Tin Men | Chicago Reader

Tin Men

Richard Dreyfuss and Danny DeVito as rival aluminum-siding salesmen locked in an ongoing feud as the result of a minor traffic accident. It's retrenchment time for director Barry Levinson after the impersonality of The Natural and Young Sherlock Holmes, though this partial return to the old-neighborhood themes of his 1982 Diner (male-bonding rituals over short-order meals in 60s Baltimore) only goes to show that comic inspiration never hits the same restaurant twice. The plot seems unnaturally forced, with Dreyfuss simultaneously battling DeVito and romancing his wife (Barbara Hershey, who can't get a handle on her role) while the government cracks down on siding scams and brings the brotherhood of tin men to ignominious heel (another wild west passing, I suppose).
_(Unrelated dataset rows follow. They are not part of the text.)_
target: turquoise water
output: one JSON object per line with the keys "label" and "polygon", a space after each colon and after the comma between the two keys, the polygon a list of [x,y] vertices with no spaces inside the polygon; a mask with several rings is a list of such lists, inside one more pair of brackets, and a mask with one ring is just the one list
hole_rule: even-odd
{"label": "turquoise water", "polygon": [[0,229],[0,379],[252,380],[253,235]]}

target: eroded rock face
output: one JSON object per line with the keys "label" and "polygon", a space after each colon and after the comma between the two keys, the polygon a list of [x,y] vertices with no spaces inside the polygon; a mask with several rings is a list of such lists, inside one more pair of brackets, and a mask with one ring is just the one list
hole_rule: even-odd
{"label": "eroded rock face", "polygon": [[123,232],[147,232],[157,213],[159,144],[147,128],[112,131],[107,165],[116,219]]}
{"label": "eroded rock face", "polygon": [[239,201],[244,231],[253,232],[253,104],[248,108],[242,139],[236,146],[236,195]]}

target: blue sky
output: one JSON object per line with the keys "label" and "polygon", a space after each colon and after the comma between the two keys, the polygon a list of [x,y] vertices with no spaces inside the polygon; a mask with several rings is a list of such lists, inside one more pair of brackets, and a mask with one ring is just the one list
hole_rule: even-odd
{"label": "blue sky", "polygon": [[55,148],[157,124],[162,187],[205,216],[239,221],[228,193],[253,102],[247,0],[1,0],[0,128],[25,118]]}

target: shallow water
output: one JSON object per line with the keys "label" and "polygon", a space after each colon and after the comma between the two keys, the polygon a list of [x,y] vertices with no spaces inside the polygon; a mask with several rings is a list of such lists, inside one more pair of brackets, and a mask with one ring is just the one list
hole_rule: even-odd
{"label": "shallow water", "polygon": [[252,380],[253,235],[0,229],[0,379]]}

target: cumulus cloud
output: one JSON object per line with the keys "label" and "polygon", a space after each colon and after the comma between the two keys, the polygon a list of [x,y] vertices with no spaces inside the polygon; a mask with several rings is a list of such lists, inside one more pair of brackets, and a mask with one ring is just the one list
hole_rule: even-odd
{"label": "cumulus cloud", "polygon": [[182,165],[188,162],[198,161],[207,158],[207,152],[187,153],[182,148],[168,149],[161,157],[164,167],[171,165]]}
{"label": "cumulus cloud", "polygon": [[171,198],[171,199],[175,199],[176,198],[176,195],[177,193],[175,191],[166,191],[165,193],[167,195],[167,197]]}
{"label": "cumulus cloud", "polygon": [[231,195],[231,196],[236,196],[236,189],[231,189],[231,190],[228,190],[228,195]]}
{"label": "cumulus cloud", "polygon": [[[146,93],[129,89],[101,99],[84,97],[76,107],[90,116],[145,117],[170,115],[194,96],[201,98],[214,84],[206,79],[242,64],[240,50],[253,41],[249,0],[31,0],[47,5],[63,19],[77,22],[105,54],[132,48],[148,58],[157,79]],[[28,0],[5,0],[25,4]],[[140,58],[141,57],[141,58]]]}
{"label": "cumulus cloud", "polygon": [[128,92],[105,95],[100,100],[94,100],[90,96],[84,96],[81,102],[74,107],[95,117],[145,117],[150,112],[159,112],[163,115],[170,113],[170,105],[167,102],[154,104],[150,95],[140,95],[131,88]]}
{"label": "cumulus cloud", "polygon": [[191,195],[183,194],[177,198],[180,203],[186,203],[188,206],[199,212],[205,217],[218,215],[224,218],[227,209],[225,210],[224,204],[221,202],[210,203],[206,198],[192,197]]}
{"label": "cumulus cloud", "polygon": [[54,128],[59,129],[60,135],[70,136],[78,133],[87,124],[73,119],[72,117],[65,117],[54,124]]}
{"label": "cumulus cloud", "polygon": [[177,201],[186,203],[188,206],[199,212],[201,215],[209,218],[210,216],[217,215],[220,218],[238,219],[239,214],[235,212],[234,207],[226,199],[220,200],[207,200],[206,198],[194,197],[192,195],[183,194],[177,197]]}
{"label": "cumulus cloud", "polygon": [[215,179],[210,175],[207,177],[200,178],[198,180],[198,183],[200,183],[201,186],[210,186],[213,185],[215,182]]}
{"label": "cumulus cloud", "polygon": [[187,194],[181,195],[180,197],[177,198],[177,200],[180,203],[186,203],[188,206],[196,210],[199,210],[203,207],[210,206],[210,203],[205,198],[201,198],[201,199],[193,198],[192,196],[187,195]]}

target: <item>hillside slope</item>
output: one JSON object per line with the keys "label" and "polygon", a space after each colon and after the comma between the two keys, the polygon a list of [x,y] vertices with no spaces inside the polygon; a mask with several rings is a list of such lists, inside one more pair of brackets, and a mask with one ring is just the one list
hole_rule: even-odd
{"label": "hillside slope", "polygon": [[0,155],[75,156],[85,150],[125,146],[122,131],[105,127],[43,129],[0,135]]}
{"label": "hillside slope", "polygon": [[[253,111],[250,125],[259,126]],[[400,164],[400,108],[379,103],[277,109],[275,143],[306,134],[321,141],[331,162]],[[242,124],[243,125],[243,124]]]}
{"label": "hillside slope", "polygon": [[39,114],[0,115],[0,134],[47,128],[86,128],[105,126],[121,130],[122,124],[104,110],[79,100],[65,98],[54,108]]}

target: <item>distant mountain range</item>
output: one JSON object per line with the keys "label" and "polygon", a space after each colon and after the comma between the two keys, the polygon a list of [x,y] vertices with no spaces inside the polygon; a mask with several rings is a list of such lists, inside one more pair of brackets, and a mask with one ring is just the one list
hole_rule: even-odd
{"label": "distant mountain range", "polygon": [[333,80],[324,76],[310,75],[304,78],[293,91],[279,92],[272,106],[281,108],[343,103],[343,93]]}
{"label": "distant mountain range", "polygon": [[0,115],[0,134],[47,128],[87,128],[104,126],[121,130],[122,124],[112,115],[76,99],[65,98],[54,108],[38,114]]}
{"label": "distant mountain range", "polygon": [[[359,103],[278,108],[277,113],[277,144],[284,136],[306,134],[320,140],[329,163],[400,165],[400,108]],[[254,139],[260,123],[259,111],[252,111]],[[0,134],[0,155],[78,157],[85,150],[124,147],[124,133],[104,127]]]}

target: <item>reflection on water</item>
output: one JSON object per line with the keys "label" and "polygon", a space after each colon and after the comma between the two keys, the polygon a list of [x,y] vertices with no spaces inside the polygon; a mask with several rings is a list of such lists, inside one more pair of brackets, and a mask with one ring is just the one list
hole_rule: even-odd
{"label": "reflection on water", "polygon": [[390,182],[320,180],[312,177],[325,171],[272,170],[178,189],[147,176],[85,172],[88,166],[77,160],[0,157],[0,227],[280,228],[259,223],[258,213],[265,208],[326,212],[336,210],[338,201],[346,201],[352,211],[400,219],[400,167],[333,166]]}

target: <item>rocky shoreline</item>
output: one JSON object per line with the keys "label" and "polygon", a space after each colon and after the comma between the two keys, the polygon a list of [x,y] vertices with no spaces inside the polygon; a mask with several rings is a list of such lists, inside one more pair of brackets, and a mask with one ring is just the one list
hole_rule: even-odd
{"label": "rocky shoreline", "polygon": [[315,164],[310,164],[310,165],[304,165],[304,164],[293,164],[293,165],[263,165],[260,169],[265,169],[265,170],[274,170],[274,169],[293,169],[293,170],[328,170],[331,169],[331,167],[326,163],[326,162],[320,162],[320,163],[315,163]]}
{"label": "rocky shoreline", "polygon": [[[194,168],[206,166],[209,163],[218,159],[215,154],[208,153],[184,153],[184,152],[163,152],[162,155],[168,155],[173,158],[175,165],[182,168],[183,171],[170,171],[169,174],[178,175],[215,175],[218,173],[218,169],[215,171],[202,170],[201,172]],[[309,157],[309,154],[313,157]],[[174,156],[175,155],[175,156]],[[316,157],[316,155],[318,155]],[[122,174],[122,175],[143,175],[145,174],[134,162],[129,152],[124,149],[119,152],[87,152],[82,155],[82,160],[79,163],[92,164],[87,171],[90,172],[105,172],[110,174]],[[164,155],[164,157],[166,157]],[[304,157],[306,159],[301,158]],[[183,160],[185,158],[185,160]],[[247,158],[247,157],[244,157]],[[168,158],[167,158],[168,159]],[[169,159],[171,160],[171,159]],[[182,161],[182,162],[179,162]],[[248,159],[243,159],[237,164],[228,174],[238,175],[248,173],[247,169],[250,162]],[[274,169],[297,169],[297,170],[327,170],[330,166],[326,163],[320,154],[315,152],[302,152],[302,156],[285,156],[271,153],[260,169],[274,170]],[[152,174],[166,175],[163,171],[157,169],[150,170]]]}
Levinson's only idea of style is crosscutting monotony, and his main attention to period consists of running vintage automobiles past the camera in endless procession (all the cars are in mint condition: don't they have any beaters in Baltimore?). The comedy turns to sentimental mush when Dreyfuss finally realizes the error of his ways (he even considers trading in his Caddy for a consciousness-raising Volkswagen), but by then nothing has much point anyway. With John Mahoney, Jackie Gayle, Seymour Cassel, and Stanley Brock.